The Document Purchasing API was extracted as a dedicated service to fix all three.

Architecture

caller service ──► Document Purchasing API ──┬─► provider adapter A
                          │                  ├─► provider adapter B
                          │                  └─► provider adapter ...
                          │
                          ├─► document store
                          │
                          └─► webhook dispatcher ──► caller callback

Surface

Two endpoints cover both consumption styles:

  • POST /purchases — accepts a list of {document_type, target} items, returns a purchase_id, and registers a callback URL.
  • GET /purchases/{id} — synchronous read for callers that prefer polling.

Async core

Each batch fans out into per-document jobs on a queue. Workers pull jobs, dispatch through the right provider adapter, persist the response, and signal completion. The webhook dispatcher fires the callback once all jobs in a batch reach a terminal state.

Idempotency

Two layers:

  • Batch-level: a caller-supplied idempotency key short-circuits repeated batches within a TTL.
  • Document-level: a document fetched within the last N hours is served from cache instead of re-billing the provider.

Failure handling

Per-job exponential backoff with a cap, a dead-letter queue for terminal failures, and a separate replay endpoint so operators can manually retrigger DLQ items after a provider incident.

Webhook delivery

Each callback is signed with HMAC, retried on 5xx with exponential backoff, and exposes a manual replay endpoint on the receiver's side. Delivery state is tracked per attempt.

Trade-offs

Async-first instead of sync API. Every caller now has to handle webhooks or poll. In return, slow providers no longer dictate the latency of the calling service, and ops batch jobs reuse the same code path as live traffic.

Cache by document, not by request. A single batch can split into partial-cache, partial-fetch — more complex hit/miss accounting. The benefit is significant provider spend reduction for hot CNPJs (the same large company gets analyzed across many credit operations).

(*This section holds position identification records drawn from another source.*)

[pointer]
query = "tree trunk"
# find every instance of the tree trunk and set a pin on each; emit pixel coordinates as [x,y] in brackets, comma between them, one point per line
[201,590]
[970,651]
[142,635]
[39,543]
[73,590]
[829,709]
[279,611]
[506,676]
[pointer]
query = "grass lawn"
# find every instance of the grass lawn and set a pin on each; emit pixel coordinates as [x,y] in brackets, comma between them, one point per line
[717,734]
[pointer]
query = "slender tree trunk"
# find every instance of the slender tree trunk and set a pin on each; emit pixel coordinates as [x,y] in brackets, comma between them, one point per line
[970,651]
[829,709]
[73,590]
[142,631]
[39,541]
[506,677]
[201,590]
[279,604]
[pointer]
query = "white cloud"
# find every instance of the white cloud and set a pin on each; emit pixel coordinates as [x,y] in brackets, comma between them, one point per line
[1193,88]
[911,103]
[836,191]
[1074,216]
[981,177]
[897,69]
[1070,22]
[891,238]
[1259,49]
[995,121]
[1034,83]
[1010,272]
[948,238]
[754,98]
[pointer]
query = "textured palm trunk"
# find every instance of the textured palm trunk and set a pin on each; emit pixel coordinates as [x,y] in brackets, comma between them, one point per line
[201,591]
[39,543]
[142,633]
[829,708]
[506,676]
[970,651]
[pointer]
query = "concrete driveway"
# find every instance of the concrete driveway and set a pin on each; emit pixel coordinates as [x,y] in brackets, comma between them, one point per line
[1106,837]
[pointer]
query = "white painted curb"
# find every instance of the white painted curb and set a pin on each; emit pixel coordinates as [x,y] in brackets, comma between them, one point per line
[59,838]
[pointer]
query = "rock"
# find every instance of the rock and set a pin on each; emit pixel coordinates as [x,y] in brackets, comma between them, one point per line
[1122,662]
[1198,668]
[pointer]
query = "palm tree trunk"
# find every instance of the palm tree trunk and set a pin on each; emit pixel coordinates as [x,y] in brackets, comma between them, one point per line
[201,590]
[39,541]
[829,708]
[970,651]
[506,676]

HMAC-signed webhooks instead of mTLS. Receivers must verify signatures correctly, which pushed some education onto consumers. The benefit was avoiding cert lifecycle management across the receiver fleet, which was the larger operational cost.

Outcome

  • Latency. Analyses that depend on slow providers no longer block the calling service — the caller keeps moving while the API works in the background.
  • Provider spend. Hot CNPJs (large companies analyzed across many credit operations) get served from cache rather than re-billing the provider on every request.
  • Operability. Mass refreshes that previously required custom scripts became self-serve through the same replay/retrigger surface used for incident recovery.
  • Footprint. A single API now backs onboarding, ongoing monitoring, and ops batch jobs — collapsing what used to be three different code paths.